This is just my own opinion, but I know quite a few other people on the forums share it. So here ya go:
Allowing players/AI to develop provinces was bad for the game long-term, in my view. Base tax/production/manpower was meant to abstract EU3 population and resource mechanics in an easy to understand way. Province base tax/prod/manpower were largely static over the course of the game, only changing with major events. Pre-CS EU4 development essentially worked like EU3; while the EU4 world's population would no longer increase over time as it did in EU3, the relative strength of highly populated and sparsely populated regions largely remained. The early development system for EU4 worked quite well, all things considered, and tended to produce historical outcomes. Some regions had lower development and were more challenging than others, but that diversity was part of the fun.

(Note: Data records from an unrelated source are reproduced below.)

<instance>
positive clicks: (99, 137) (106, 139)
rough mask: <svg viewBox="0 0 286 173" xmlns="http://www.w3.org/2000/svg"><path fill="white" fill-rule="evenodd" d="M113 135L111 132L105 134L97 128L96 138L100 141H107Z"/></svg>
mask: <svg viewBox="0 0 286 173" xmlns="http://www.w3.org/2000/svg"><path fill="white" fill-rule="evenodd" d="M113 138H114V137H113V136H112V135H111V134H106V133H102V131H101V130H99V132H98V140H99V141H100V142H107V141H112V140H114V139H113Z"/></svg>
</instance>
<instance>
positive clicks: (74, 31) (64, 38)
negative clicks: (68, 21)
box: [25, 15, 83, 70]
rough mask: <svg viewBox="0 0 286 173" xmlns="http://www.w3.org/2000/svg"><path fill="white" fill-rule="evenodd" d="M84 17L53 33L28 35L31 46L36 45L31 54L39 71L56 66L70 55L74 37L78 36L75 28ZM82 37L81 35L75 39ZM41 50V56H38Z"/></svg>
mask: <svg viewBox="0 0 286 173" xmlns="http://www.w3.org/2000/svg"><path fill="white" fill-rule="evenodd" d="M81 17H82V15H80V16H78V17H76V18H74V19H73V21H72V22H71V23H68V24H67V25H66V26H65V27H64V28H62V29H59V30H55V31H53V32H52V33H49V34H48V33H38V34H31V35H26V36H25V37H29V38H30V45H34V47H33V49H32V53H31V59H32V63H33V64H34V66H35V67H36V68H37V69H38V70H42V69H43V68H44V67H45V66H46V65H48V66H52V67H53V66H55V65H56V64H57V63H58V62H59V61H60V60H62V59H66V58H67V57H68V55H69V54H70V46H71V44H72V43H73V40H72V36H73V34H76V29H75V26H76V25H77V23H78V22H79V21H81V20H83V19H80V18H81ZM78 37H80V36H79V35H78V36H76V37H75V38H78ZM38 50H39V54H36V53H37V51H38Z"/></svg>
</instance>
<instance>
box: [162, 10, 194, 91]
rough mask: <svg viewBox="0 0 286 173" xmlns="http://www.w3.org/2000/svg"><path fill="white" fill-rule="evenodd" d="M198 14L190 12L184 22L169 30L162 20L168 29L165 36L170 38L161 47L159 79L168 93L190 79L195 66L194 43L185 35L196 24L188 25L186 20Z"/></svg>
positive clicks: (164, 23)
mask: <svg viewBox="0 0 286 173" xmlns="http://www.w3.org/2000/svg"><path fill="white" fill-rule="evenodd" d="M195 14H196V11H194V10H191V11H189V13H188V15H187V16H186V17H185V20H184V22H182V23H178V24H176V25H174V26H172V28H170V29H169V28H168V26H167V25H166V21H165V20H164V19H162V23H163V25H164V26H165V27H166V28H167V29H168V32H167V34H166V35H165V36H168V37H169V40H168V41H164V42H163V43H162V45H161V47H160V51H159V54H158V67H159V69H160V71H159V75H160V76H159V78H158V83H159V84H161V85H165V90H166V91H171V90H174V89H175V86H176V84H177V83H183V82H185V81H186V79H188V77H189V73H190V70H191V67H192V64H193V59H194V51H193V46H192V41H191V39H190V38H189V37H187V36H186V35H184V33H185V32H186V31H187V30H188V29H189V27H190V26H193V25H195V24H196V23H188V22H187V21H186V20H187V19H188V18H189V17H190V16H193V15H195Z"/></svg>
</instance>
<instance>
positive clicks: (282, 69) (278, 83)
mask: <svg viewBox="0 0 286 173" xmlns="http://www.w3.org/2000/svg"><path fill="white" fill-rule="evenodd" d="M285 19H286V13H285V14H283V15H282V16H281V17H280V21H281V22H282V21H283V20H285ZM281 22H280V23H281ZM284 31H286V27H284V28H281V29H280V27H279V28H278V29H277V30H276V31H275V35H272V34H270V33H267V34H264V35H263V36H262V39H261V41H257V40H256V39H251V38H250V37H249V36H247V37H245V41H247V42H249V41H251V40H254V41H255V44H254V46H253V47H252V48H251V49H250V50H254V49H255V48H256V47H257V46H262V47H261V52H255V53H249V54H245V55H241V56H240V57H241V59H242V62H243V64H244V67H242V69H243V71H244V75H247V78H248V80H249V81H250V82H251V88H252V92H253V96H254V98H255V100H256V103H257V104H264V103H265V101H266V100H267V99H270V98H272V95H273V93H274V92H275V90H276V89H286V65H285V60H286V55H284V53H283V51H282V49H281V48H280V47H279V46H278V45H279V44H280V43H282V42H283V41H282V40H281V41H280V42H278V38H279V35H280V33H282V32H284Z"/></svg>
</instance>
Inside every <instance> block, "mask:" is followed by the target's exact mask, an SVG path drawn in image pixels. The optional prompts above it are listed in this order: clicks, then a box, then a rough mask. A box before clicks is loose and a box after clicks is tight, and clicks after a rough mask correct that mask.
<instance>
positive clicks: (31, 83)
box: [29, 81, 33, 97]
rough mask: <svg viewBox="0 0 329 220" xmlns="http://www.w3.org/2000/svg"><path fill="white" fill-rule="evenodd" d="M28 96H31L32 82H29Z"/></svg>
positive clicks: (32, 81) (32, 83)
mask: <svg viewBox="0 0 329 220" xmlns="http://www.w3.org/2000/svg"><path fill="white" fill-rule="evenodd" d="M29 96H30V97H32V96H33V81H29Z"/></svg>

With this in mind, the development mechanics introduced in Common Sense flattened the landscape, so to speak. Developing provinces is the equivalent of materializing population out of thin air using monarch points, resulting in silly, ahistorical outcomes where Ryuku can acquire the population and production power of Paris or Beijing within a couple generations, when in the past it used to be a tough challenge for Ryuku to field more than 1-2 regiments. This becomes especially strange when you take into account how monarch power interacts with the number of provinces and tags in the world: more tags = more monarch power, which means absurd levels of development in certain regions of the world.
As someone who originally fell in love with the EU series as a historical simulator, it pains me to see one of my favourite games transform into a 4X. I was optimistic at the time Common Sense was released, but after observing how it affected the game's direction I've come to the conclusion that it changed the game for the worse.